Let $ABC$ be an acute angled triangle with $\angle{BAC}$ = 60◦ and $AB$ > $AC$. Let $I$ be the incenter, and $H$ the orthocenter of the triangle $ABC$. Prove that $2\angle{AHI}$ = $3\angle{ABC}$.
I let $D,E,F$ be altitude on $AB,BC,AC$ respectively and $HI$ meet $AB$ at $X$. I observed that $\angle{AHD}$=$\angle{ABC}$. So I assume that the equality hold if $\angle{DHX}$=1/2$\angle{AHD}$ and to prove that is true I draw $HZ$ meet $AB$ at $Z$ so that $\triangle{AHZ}$ is isosceles triangle. But the problem is I don't know how to prove that $\angle{DHX}=\angle{XHZ}$. Please help
Let $C'$ be on $AB$ so that $AB\bot CC'$ and let $\angle CBI = x ={1\over 2}\angle ABC$.

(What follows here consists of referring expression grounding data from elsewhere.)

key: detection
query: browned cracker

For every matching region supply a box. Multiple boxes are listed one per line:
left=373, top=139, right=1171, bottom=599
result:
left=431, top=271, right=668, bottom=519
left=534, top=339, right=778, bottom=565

Then since $BCHI$ is cyclic ($\angle BIC = \angle BHC = 120^{\circ}$) we have $\angle IHC = \pi-x$ so $\color{red}{\angle IHC' = x}$.
Since $\angle BAH = {\pi\over 2}-2x $ we have $\color{red}{\angle AHC' = 2x} $ (observe the triangle $AHC'$.) We are done.